Wednesday, February 24, 2010

Proverbs 7

Proverbs 7-10 give us a coherent story, one of the few sections in Proverbs to actually make a narrative. It is a challenge between Wisdom and the character we came to know last chapter but will eventually learn is "Folly" (as I will refer to her from here on out). And what opens is the tragic case of a victim of Folly. This young man (lacking judgment) slips out of a crowd and is walking down a street to a house with a bad reputation. Whether he is innocent and making a poor decision or whether he has plans and hopes for this house, we cannot be certain. But out of the house comes Folly, ready to draw him into her home with the promise of love. And away he goes, drawn by false promises and "love." The narrator of this story watches this tragedy unfold from his own home, knowing that going into the home of Folly is the slippery slope to some kind of death.
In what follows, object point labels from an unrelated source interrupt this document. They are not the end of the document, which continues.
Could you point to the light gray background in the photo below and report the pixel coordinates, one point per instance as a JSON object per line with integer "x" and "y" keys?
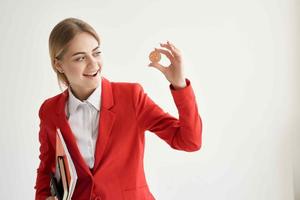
{"x": 240, "y": 55}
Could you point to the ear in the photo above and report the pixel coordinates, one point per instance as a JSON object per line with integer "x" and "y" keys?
{"x": 57, "y": 65}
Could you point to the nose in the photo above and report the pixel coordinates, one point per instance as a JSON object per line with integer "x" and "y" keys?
{"x": 92, "y": 62}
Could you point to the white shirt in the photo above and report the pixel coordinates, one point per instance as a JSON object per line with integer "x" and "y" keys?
{"x": 83, "y": 117}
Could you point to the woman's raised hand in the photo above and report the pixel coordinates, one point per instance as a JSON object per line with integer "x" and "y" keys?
{"x": 174, "y": 72}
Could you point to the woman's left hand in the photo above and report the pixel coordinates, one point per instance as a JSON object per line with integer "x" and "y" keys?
{"x": 173, "y": 72}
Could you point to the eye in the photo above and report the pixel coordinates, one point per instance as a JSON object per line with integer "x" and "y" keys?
{"x": 97, "y": 53}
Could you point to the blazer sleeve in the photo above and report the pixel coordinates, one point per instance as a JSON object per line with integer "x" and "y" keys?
{"x": 46, "y": 156}
{"x": 184, "y": 133}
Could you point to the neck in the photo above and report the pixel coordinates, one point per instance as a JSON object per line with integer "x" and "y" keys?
{"x": 82, "y": 94}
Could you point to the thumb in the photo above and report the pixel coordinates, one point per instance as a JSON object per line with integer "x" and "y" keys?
{"x": 157, "y": 66}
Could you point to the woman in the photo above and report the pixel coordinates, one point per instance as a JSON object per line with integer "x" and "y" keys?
{"x": 103, "y": 122}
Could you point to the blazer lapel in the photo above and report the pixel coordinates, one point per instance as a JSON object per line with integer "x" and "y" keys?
{"x": 68, "y": 135}
{"x": 106, "y": 121}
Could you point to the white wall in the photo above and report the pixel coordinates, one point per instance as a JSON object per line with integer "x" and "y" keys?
{"x": 241, "y": 57}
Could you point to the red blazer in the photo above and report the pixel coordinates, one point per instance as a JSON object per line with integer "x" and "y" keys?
{"x": 126, "y": 113}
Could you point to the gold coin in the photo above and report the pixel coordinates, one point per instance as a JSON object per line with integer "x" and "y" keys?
{"x": 154, "y": 56}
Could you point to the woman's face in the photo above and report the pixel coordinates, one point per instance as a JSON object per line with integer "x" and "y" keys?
{"x": 81, "y": 62}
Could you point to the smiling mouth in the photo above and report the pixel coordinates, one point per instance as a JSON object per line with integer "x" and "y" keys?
{"x": 92, "y": 75}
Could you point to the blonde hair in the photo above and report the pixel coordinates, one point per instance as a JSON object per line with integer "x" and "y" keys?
{"x": 59, "y": 39}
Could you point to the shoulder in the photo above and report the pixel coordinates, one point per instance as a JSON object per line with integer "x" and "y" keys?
{"x": 49, "y": 104}
{"x": 127, "y": 87}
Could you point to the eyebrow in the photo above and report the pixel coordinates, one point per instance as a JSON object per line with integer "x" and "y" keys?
{"x": 83, "y": 52}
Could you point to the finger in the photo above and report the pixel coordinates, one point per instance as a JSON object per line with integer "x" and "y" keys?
{"x": 165, "y": 52}
{"x": 173, "y": 49}
{"x": 158, "y": 66}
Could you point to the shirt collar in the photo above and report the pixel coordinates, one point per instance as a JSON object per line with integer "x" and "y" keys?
{"x": 94, "y": 99}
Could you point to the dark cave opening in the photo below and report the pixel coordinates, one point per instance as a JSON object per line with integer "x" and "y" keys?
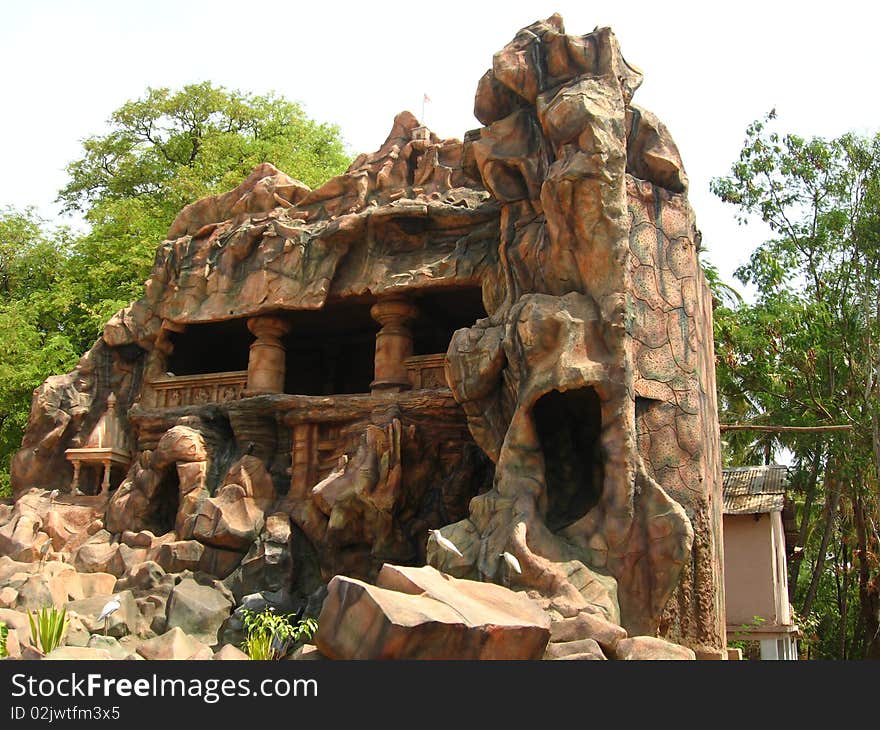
{"x": 441, "y": 313}
{"x": 167, "y": 501}
{"x": 213, "y": 347}
{"x": 569, "y": 426}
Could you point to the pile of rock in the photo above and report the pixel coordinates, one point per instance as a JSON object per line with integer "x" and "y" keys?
{"x": 161, "y": 615}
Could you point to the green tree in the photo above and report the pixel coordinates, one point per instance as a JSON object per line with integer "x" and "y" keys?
{"x": 806, "y": 353}
{"x": 162, "y": 152}
{"x": 35, "y": 333}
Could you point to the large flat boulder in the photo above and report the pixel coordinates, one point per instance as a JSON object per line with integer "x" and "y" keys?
{"x": 651, "y": 648}
{"x": 421, "y": 613}
{"x": 126, "y": 620}
{"x": 174, "y": 644}
{"x": 197, "y": 609}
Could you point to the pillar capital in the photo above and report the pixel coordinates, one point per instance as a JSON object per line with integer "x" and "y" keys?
{"x": 394, "y": 309}
{"x": 394, "y": 342}
{"x": 266, "y": 363}
{"x": 268, "y": 328}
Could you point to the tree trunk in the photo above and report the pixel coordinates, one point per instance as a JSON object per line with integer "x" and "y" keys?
{"x": 869, "y": 600}
{"x": 804, "y": 529}
{"x": 831, "y": 505}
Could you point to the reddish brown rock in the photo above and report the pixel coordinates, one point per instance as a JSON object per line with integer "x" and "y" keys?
{"x": 651, "y": 648}
{"x": 174, "y": 644}
{"x": 508, "y": 339}
{"x": 228, "y": 652}
{"x": 423, "y": 614}
{"x": 581, "y": 649}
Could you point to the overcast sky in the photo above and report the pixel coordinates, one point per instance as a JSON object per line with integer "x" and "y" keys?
{"x": 710, "y": 69}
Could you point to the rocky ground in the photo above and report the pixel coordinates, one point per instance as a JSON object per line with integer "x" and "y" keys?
{"x": 169, "y": 611}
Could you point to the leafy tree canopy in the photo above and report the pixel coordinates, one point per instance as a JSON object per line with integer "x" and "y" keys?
{"x": 159, "y": 153}
{"x": 806, "y": 353}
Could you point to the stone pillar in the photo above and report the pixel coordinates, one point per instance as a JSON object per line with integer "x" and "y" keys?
{"x": 266, "y": 363}
{"x": 394, "y": 343}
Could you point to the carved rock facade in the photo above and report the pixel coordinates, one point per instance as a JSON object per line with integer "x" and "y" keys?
{"x": 507, "y": 338}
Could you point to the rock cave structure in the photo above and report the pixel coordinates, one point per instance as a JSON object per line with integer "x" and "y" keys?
{"x": 507, "y": 338}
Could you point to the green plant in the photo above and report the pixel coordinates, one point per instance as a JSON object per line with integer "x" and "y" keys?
{"x": 48, "y": 627}
{"x": 270, "y": 635}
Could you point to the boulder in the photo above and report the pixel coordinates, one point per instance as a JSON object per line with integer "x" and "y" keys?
{"x": 175, "y": 557}
{"x": 77, "y": 634}
{"x": 142, "y": 539}
{"x": 307, "y": 653}
{"x": 579, "y": 649}
{"x": 125, "y": 620}
{"x": 420, "y": 613}
{"x": 256, "y": 482}
{"x": 146, "y": 577}
{"x": 649, "y": 647}
{"x": 97, "y": 584}
{"x": 8, "y": 597}
{"x": 197, "y": 609}
{"x": 588, "y": 626}
{"x": 17, "y": 622}
{"x": 34, "y": 593}
{"x": 231, "y": 520}
{"x": 173, "y": 644}
{"x": 126, "y": 558}
{"x": 108, "y": 644}
{"x": 95, "y": 557}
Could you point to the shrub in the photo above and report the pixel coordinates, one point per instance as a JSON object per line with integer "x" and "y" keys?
{"x": 48, "y": 627}
{"x": 270, "y": 635}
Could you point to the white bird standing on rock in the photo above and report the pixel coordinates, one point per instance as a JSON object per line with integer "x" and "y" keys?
{"x": 109, "y": 608}
{"x": 512, "y": 562}
{"x": 443, "y": 542}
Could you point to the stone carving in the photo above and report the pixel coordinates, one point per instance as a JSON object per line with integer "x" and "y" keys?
{"x": 506, "y": 338}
We do not know this story from the outside, looking in, though. The story of being drawn into unwise decisions is one we know from the perspective of the one lacking judgment. Folly claims victims everyday, and we are often among them. But thank God for grace, that the work of Jesus rescues us from the home of Folly and into the home of Wisdom. Our challenge is the one posited by the narrator at the beginning and the end of Folly's tale- to store up understanding. We are containers, in many ways, filling up with the things around us. The challenge of Proverbs is to fill up with God. Otherwise, we leave ourselves open to be filled up with other stuff. Now, this doesn't mean only listening to Christian music, only reading Christian books and only hanging out with Christian people. Quite the opposite. Proverbs calls us to live in the world as it is. But filling ourselves with God (in prayer and learning some of the proverbs that are to come) allows us to interact with that world in a way that honors God. May that be our challenge today.